De voorzitter van de ministerraad is de minister-president; de vicepremier(s) is/zijn ondervoorzitter.

2.

Vergaderingen

De ministerraad vergadert in principe iedere vrijdag. Dat gebeurt meestal in de Trêveszaal van het ministerie van Algemene Zaken aan het Binnenhof, in Den Haag.

Tijdens de voorbereiding van de begroting voor het komende jaar en als er belangrijke actuele zaken zijn, vergadert de raad ook op andere dagen. De besprekingen van de raad zijn niet openbaar en hetgeen besproken wordt, is vertrouwelijk1). Wel geeft de minister-president na afloop van de vergadering een persconferentie over de besluiten die genomen zijn. Ook geeft de Rijksvoorlichtingsdienst (RVD) persberichten uit naar aanleiding van wat in de ministerraad is besproken. De notulen worden na 20 jaar openbaar.

Indien nodig kan gestemd worden over een voorstel. In de praktijk komt een stemming echter weinig voor. Als een minister zich niet met een besluit kan verenigen dan is ontslag nemen de enige optie. Een tegenstemmende minister kan zich echter ook neerleggen bij het besluit.

3.

Bevoegdheden

De ministerraad besluit onder andere over voorstellen van (rijks)wet en ontwerpen van algemene maatregelen van (rijks)bestuur. Dit doet de ministerraad voordat deze aan de Raad van State van het Koninkrijk dan wel de Raad van State worden aangeboden.

Een wetsvoorstel wordt door de verantwoordelijke minister(s) of staatssecretaris(sen) voorgelegd.
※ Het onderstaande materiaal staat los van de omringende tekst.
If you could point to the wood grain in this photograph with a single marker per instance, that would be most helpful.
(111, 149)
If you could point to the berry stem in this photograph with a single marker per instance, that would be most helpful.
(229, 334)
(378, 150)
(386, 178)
Wetsvoorstellen komen dus niet voor rekening van één minister, maar van het hele kabinet: "de regering spreekt met één mond". Als de ministerraad het niet eens kan worden over een wetsvoorstel, is dat een serieus probleem en kan dat leiden tot het aftreden van de minister. Dit komt zelden voor, omdat veel beleidsvoornemens tijdens de kabinetsformatie al in grote lijnen zijn besproken.

Als de Raad van State ernstige kritiek heeft op de voorstellen, vergadert de ministerraad over de consequenties hiervan.

In de ministerraad vindt ook besluitvorming over spoedadviezen aan de Raad van State plaats, en over ingrijpende wijzigingen of intrekking van voorstellen of ontwerpen waarover de ministerraad in een eerder stadium al heeft besloten. De ministerraad behandelt verder de bekrachtiging van initiatiefwetsvoorstellen die door de Tweede en Eerste Kamer zijn aangenomen.

Beleid

Verder vergadert de ministerraad over beleid voor zover dat niet in wetgeving tot wetten of algemene maatregelen van bestuur tot uitdrukking komt. Zo vindt in de ministerraad besluitvorming plaats over nota's aan het parlement en over adviesaanvragen aan externe adviesorganen die kunnen leiden tot belangrijke politieke en financiële consequenties.

Als ambtenaren lid zijn van externe adviesorganen of interdepartementale commissies, besluit de ministerraad over de publicatie van de rapporten van deze organen of commissies als er belangrijke politieke en financiële consequenties mee gemoeid zijn.

Daarnaast komt in de ministerraad aan de orde hoe bekendheid wordt gegeven aan belangrijke beleidsvoornemens, en wat er moet gebeuren als de beleidsvoornemens van de ene minister in strijd zijn met het beleid van een andere minister.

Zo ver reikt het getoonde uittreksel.